Frequently Asked Questions
Do I need to have read Gagne’s earlier books, Where You’ll Find Me and The Last Traverse, before starting The Lions of Winter?
No prior familiarity is needed. The Lions of Winter is a standalone account with its own historical and contextual grounding. Readers who know the earlier books will recognize Gagne’s documentary method and his relationship with these mountains, but the book works fully on its own.
Is the book primarily about mountaineering and climbing, or is it more focused on the rescue culture and human story?
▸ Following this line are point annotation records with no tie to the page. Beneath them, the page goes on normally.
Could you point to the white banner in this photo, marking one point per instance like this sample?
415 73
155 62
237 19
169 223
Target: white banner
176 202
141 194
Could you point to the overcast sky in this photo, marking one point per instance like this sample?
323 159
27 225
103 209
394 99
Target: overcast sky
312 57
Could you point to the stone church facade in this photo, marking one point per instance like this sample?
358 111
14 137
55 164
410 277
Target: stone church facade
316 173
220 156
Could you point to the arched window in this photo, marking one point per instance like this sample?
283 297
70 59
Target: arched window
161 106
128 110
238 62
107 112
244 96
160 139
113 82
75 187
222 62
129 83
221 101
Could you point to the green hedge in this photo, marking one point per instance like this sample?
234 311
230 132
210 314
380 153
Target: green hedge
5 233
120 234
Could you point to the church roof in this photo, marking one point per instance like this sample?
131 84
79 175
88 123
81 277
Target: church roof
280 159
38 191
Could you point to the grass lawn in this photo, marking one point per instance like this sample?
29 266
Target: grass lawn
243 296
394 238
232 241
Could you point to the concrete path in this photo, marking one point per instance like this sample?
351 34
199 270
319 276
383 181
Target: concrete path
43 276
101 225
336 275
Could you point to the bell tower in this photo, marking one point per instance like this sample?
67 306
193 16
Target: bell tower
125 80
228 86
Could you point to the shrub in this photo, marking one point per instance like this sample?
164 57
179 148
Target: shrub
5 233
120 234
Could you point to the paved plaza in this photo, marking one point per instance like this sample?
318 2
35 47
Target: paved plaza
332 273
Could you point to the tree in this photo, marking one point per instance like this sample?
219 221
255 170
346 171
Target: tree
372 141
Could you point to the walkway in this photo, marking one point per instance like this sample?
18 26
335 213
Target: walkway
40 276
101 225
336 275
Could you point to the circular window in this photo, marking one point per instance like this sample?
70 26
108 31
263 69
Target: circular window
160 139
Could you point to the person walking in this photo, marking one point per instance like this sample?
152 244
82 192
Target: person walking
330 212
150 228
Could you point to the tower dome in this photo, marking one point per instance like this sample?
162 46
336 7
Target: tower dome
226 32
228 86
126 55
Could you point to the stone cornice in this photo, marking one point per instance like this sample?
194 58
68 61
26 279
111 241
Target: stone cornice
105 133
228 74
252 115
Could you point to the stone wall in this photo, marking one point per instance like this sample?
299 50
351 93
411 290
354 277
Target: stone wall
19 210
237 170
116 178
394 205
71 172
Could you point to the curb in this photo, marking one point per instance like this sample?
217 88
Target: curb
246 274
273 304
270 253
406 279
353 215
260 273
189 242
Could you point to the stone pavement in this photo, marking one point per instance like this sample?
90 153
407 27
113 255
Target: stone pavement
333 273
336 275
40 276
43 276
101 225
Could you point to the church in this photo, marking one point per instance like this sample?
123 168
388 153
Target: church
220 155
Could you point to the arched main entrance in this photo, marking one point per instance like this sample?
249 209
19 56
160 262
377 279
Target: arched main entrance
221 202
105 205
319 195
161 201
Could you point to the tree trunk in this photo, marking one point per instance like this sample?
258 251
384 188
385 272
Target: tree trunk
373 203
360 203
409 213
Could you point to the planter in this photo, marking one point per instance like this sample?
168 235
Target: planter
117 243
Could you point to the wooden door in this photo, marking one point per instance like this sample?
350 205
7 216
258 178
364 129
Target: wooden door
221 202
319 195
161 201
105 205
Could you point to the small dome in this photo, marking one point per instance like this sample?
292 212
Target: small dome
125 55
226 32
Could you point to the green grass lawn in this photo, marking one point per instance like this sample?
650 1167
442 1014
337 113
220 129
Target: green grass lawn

Both, but with the human and institutional story at the center. The climbing and terrain are rendered in considerable detail, but the book’s emotional core is the culture of volunteerism in mountain rescue, the specific people involved, and the lasting effect of Dow’s death on the search and rescue community.
How does Gagne handle the question of whether the rescue decision was the right call, given what happened?
With care and without a simple verdict. He documents the decision-making process, the information available at the time, and the terrain assessment that proved wrong, without reducing the event to a story of avoidable error. The treatment respects the complexity of risk evaluation in real-time conditions.
At nearly fourteen hours, does the pacing sustain itself or does the book lose momentum in the middle sections?
The pacing is deliberate rather than propulsive throughout, consistent with Gagne’s documentary approach. Some sections in the middle are more meticulous than gripping. The final act, covering the avalanche and its aftermath, is the most compelling stretch of the book.